The bed shifts, and her footsteps fade as she leaves the bedroom. She shuts off the light before closing the door, but the streetlamp outside the window offers enough illumination to chase away the pitch dark. Sleeping it off isn’t going to come as easily as I’d hoped. I fish my cell from my pocket, thankful I didn’t lose it during my string of drinks and drowning sorrows. Shuffling through my notifications, I frown.

A missed call from Chris. Big surprise there, since he’s been calling and texting for a couple of weeks now.

He misses me. He wants me to come home. He’s sorry. He forgives me. Blah, blah, blah.

I pull up my contacts, and my thumb hovers over Cash’s name.

Don’t do it, Jules.

Closing my eyes, I relive the moment his lips touched mine for the first time. The way his fingers twisted in my hair. The way he pulled me close—so close that I felt every hard plane of his body against me.

His abs under my palms, his mouth on my throat, his hard cock nudging me through his jeans. Holy hell, do I love that man in jeans. There is nothing sexier than Cash Montgomery in jeans and a T-shirt.

For a long while I stare at my cell, trying to reconcile what I should do with what I want to do. What I want is him, and I’ll take him any way I can get him, even if it’s only through a text message during a weak moment I can’t help but steal.

Me: Are you alone?

He answers almost immediately.

Cash: Yes. Are you?

Me: Alone and drunk.

Cash. Jesus. Where are you?

Me: At my friend’s house.

Cash: Is the guy with the tattoos there?

Me: He lives here.

Cash: The thought of him touching you is making me insane. Please tell me you’re not doing anything stupid.

Me: Stupid, like finding someone who can actually be with me?

Minutes pass, and I bite my lip as I wait for him to answer.
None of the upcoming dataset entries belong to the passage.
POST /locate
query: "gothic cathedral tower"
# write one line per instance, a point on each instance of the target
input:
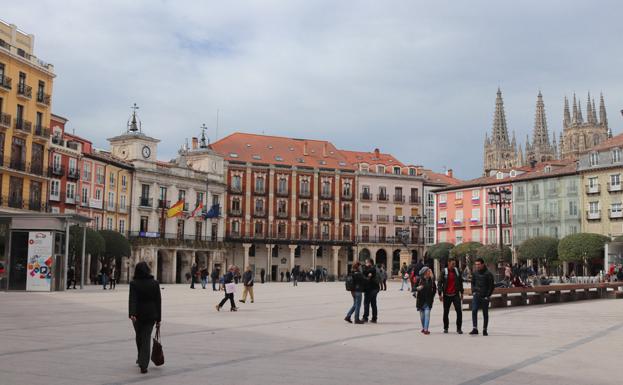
(499, 151)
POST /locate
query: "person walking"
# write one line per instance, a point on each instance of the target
(372, 277)
(228, 278)
(425, 296)
(204, 276)
(215, 276)
(482, 288)
(404, 276)
(145, 310)
(450, 289)
(356, 285)
(193, 274)
(247, 281)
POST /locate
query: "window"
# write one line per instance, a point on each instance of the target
(593, 159)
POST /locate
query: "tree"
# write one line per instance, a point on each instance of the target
(582, 247)
(116, 246)
(440, 251)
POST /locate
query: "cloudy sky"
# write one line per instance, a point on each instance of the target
(416, 79)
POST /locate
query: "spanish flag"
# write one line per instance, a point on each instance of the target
(176, 209)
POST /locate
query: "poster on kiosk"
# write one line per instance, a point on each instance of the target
(40, 261)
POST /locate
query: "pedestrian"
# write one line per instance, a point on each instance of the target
(482, 288)
(204, 276)
(247, 281)
(228, 281)
(104, 273)
(71, 277)
(372, 277)
(450, 289)
(215, 275)
(145, 309)
(404, 276)
(112, 277)
(355, 283)
(425, 296)
(193, 273)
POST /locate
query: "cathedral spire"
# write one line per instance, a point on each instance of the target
(500, 130)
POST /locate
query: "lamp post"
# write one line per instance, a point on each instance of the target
(500, 197)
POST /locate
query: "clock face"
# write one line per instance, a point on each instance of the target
(146, 152)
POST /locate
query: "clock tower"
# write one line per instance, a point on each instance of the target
(134, 145)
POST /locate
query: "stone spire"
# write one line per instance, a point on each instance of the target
(567, 116)
(500, 130)
(603, 119)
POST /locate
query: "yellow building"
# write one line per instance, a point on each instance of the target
(602, 190)
(25, 110)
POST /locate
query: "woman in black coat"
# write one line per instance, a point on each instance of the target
(426, 290)
(144, 310)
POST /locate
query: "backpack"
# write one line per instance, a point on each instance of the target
(350, 282)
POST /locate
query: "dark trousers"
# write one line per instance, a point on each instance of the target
(480, 303)
(229, 297)
(456, 301)
(370, 301)
(143, 341)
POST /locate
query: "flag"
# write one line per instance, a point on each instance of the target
(214, 212)
(176, 209)
(197, 211)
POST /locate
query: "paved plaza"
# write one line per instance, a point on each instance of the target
(298, 336)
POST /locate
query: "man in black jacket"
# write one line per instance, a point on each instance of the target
(450, 289)
(482, 287)
(145, 309)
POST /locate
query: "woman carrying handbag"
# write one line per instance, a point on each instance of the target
(144, 310)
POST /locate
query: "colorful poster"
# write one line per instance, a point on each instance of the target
(40, 261)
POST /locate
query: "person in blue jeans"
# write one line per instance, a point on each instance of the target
(426, 291)
(357, 293)
(483, 285)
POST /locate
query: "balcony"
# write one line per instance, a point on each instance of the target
(73, 173)
(365, 217)
(56, 170)
(43, 99)
(23, 126)
(615, 214)
(593, 215)
(593, 189)
(42, 132)
(399, 219)
(145, 202)
(614, 187)
(414, 200)
(5, 82)
(24, 91)
(5, 120)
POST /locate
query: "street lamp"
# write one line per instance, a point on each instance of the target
(500, 197)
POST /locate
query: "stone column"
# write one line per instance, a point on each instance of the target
(335, 260)
(292, 256)
(247, 248)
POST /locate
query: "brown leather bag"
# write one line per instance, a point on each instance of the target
(157, 355)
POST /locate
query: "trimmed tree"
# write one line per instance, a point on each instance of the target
(582, 247)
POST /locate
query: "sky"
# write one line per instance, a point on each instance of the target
(415, 79)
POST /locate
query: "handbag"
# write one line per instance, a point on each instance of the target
(157, 355)
(230, 288)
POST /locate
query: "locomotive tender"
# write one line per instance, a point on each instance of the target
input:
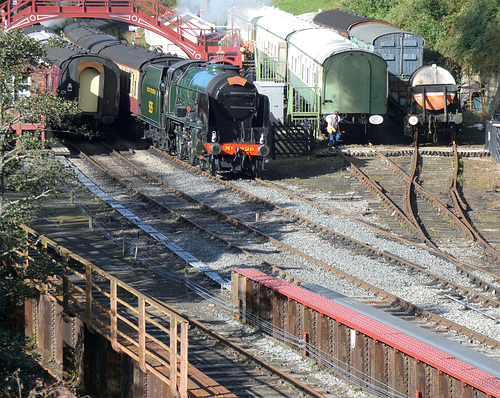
(206, 113)
(90, 79)
(322, 71)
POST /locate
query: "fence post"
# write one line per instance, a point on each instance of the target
(88, 296)
(142, 334)
(113, 315)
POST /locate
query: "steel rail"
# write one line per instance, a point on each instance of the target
(460, 206)
(459, 220)
(296, 383)
(444, 282)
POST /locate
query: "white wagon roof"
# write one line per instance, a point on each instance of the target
(319, 43)
(282, 23)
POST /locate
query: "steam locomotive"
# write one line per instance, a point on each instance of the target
(206, 113)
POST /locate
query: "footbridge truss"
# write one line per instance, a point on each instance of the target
(197, 42)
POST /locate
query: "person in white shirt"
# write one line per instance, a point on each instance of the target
(333, 125)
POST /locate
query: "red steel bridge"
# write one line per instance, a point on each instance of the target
(197, 42)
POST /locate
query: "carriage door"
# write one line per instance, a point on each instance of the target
(355, 77)
(90, 90)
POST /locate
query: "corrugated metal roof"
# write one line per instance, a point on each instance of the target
(282, 23)
(371, 32)
(320, 43)
(340, 19)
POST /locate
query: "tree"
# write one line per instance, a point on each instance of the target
(27, 175)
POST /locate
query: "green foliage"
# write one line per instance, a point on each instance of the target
(463, 35)
(27, 175)
(19, 382)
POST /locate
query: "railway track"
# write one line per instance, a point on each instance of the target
(403, 305)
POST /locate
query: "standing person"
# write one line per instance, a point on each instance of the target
(333, 124)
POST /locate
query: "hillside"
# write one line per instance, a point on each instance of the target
(463, 36)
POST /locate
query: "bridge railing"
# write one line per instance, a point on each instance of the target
(197, 41)
(136, 324)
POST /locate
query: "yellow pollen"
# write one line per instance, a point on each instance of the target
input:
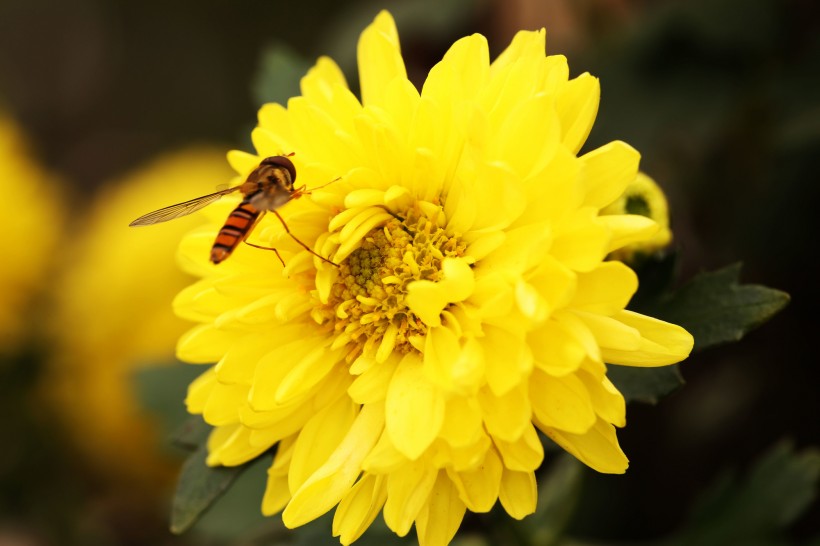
(366, 304)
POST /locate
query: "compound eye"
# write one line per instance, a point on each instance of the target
(282, 161)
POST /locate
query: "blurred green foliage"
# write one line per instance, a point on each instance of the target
(721, 97)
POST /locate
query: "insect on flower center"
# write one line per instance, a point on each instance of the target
(367, 303)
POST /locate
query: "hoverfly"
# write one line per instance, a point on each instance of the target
(268, 187)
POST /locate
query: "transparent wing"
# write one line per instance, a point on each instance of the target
(181, 209)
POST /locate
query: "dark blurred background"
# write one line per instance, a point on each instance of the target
(721, 97)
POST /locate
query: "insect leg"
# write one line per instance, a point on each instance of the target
(292, 236)
(254, 245)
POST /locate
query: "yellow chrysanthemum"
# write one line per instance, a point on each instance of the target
(643, 196)
(112, 314)
(32, 220)
(471, 306)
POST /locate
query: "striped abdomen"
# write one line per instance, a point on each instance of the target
(236, 228)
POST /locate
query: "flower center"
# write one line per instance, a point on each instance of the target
(367, 302)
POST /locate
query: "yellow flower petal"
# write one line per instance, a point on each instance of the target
(359, 508)
(414, 410)
(577, 108)
(333, 479)
(438, 521)
(525, 454)
(407, 491)
(318, 439)
(518, 493)
(479, 488)
(598, 447)
(661, 343)
(379, 58)
(607, 171)
(561, 402)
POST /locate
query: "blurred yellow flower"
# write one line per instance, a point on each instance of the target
(32, 221)
(643, 196)
(471, 308)
(113, 315)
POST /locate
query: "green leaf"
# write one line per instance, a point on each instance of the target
(236, 517)
(198, 488)
(645, 384)
(558, 495)
(278, 76)
(160, 390)
(715, 309)
(779, 488)
(192, 434)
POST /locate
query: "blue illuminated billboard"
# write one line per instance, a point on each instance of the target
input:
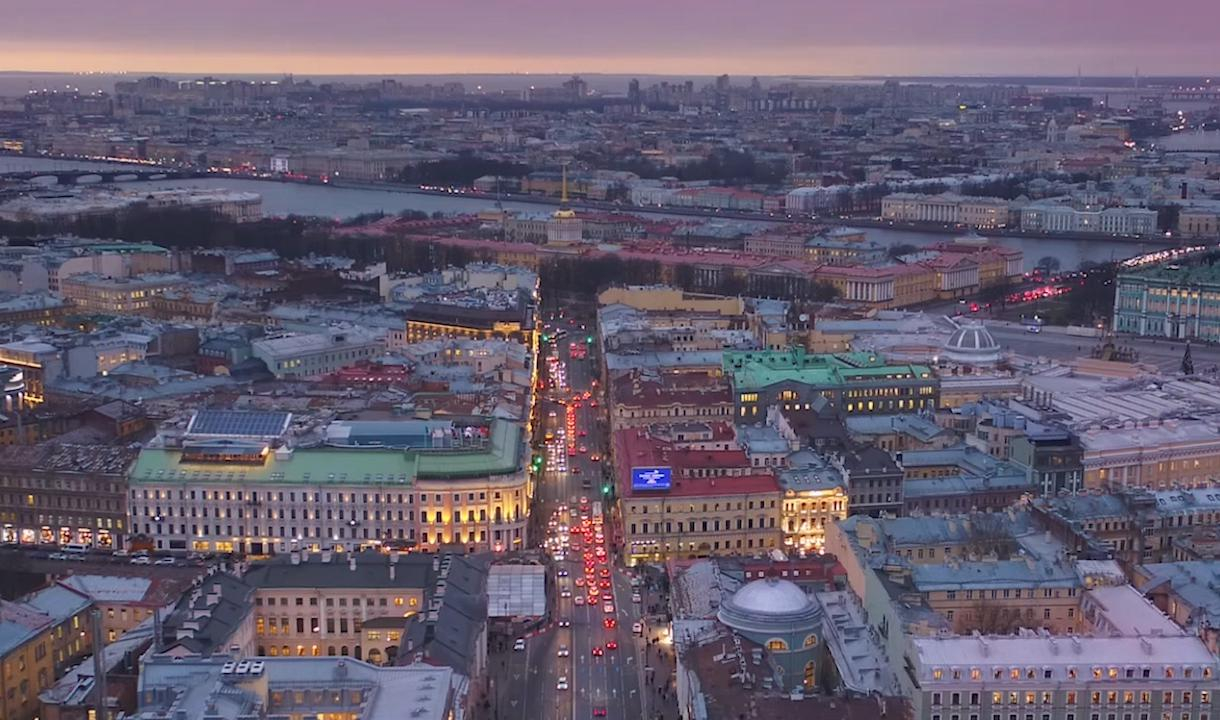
(650, 478)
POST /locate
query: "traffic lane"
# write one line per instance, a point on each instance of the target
(627, 612)
(513, 696)
(588, 670)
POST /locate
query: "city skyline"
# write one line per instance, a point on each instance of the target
(941, 37)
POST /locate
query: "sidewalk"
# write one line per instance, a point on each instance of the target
(659, 659)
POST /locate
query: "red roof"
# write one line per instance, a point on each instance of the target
(638, 448)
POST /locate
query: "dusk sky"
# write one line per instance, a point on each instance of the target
(704, 37)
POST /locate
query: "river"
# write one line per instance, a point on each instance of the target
(281, 199)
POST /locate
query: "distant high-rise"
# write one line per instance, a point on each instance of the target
(633, 97)
(576, 87)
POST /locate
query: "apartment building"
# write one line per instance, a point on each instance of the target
(117, 295)
(40, 637)
(310, 604)
(460, 482)
(316, 354)
(849, 382)
(715, 503)
(1154, 455)
(59, 494)
(1047, 677)
(1171, 302)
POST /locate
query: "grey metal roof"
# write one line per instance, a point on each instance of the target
(371, 571)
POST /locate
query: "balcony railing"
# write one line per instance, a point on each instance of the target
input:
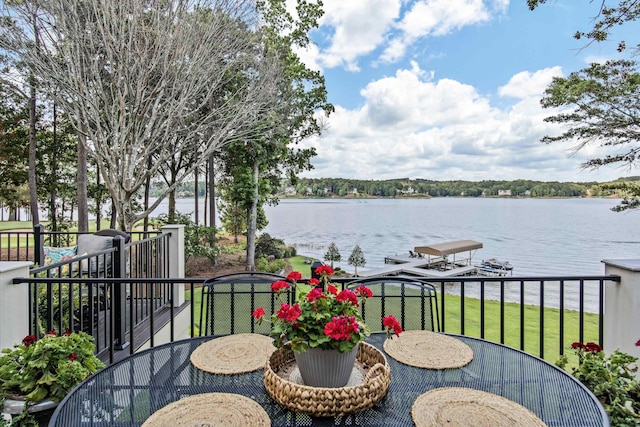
(538, 321)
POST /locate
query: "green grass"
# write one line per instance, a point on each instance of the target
(492, 326)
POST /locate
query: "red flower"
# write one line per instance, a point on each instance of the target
(289, 313)
(314, 294)
(258, 313)
(341, 328)
(324, 270)
(294, 276)
(29, 339)
(390, 322)
(365, 292)
(593, 347)
(347, 296)
(279, 285)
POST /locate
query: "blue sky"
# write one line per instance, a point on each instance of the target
(450, 89)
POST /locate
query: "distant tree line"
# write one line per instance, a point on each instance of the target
(404, 187)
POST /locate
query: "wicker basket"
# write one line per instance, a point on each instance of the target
(326, 402)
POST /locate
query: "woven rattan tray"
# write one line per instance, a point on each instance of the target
(327, 402)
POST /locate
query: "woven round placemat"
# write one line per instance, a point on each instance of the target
(210, 409)
(233, 354)
(429, 350)
(454, 406)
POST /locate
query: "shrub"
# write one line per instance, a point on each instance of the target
(611, 379)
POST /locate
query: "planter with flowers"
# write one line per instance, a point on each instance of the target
(323, 334)
(38, 373)
(612, 379)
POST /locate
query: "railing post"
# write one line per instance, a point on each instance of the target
(176, 259)
(622, 305)
(38, 241)
(14, 303)
(119, 294)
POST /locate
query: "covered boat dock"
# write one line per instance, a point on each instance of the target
(432, 261)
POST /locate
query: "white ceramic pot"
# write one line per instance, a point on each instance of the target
(326, 368)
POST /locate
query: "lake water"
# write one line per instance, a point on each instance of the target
(537, 236)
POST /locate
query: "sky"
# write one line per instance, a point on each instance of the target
(450, 89)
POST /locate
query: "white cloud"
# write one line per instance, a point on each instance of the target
(526, 84)
(357, 28)
(438, 18)
(413, 126)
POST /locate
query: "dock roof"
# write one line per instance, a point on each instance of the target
(447, 248)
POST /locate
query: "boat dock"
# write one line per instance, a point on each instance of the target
(430, 261)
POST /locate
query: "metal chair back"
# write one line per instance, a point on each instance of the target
(413, 303)
(229, 300)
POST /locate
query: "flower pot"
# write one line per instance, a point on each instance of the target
(326, 368)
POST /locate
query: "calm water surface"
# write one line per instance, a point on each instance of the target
(537, 236)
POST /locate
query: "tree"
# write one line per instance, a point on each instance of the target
(601, 101)
(333, 254)
(301, 94)
(357, 258)
(139, 81)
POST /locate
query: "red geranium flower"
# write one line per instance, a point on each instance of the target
(294, 276)
(279, 285)
(390, 322)
(341, 328)
(324, 270)
(314, 294)
(347, 296)
(29, 339)
(289, 313)
(591, 346)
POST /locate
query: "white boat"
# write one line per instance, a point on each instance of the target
(495, 267)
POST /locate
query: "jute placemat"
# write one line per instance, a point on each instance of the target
(464, 407)
(210, 409)
(429, 350)
(233, 354)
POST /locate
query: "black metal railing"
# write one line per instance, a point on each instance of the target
(540, 315)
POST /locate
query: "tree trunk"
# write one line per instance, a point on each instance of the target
(195, 197)
(98, 201)
(212, 192)
(114, 215)
(252, 221)
(147, 193)
(33, 192)
(81, 180)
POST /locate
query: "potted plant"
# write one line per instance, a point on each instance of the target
(611, 379)
(39, 372)
(323, 327)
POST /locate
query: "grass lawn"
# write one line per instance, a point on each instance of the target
(551, 332)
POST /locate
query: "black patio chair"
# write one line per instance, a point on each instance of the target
(413, 303)
(229, 300)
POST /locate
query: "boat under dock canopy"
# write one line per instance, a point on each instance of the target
(448, 248)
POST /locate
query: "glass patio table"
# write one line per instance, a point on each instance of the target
(129, 391)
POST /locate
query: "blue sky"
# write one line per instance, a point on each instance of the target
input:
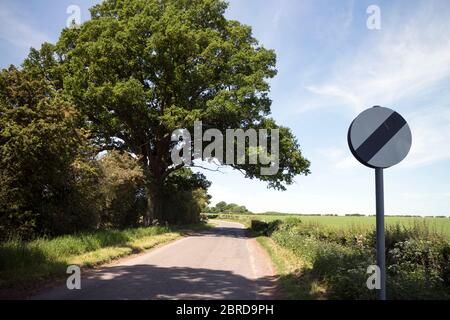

I’m a nervous wreck, wondering what he’s thinking.

Me: Please talk to me.

Cash: I’m here, Jules. I just don’t know what to say.

Me: Just tell me the truth, no matter how much it might hurt.

Cash: The truth is I don’t want you with anyone else. But that’s not fair to you, so if you’re into this guy, and he’s treating you right, then I’ll deal with it.

Me: What if I want to be yours?

God, I have no filter right now.

Cash: We both know that’s not possible.

Tears sting my eyes, and there’s no chance of holding them back now—not with the crushing weight of his words on my chest, making it hard to breathe. Blinking the sorrow down my cheeks, I reply to his text, and a teardrop lands on the screen.

Me: Because you love her?

Cash: No, because divorcing her involves more than just the two of us.

Wiping my eyes, I glare at his message.

Me: I don’t understand. That makes no fucking sense, Cash.

Cash: I told you it’s complicated.

Me: Then fucking uncomplicate it.

Cash: I’m not sure I can.

Because I’m just a girl he’s hot for, and nothing more. All this time I thought he felt the same way, but if he isn’t willing to fight for us, then I must have been wrong. The realization winds around my throat, squeezing a sob free.

Me: You shouldn’t have kissed me.

Cash: I know, Jules. And I’m sorry. You have no idea how sorry I am that I put you in this position. I never wanted to hurt you.

Me: It’s too fucking late for that.

I power off my cell and let my despair bathe Lesley’s pillow. Our texts haunt me for what seems like hours, making sleep an elusive bitch. He’s not just the man I’m in love with—he’s also my boss. The man I’ll have to face at work on Monday morning. Somehow, I have to make this right. At the very least, we need to go back to the way things were, back when we kept an appropriate amount of distance between us.

The kind of distance that doesn’t involve spending time outside of work. The kind that doesn’t involve kissing or late-night phone calls that end with me crying out his name as I come.

Fingering my silent phone, I consider texting him again to tell him I’m sorry, too. That I don’t blame him, despite how much he’s hurt me. Because we’re both to blame for this mess, and for both our sakes, we have to find a way out of it, through it, around it.

Clearly, texting isn’t going to help—if anything, it’s only gotten us into more trouble. But I can’t imagine having this conversation at work either. Hoping to set things right with him tomorrow at the market, face to face, I eventually fall asleep.

But the following morning, he never shows.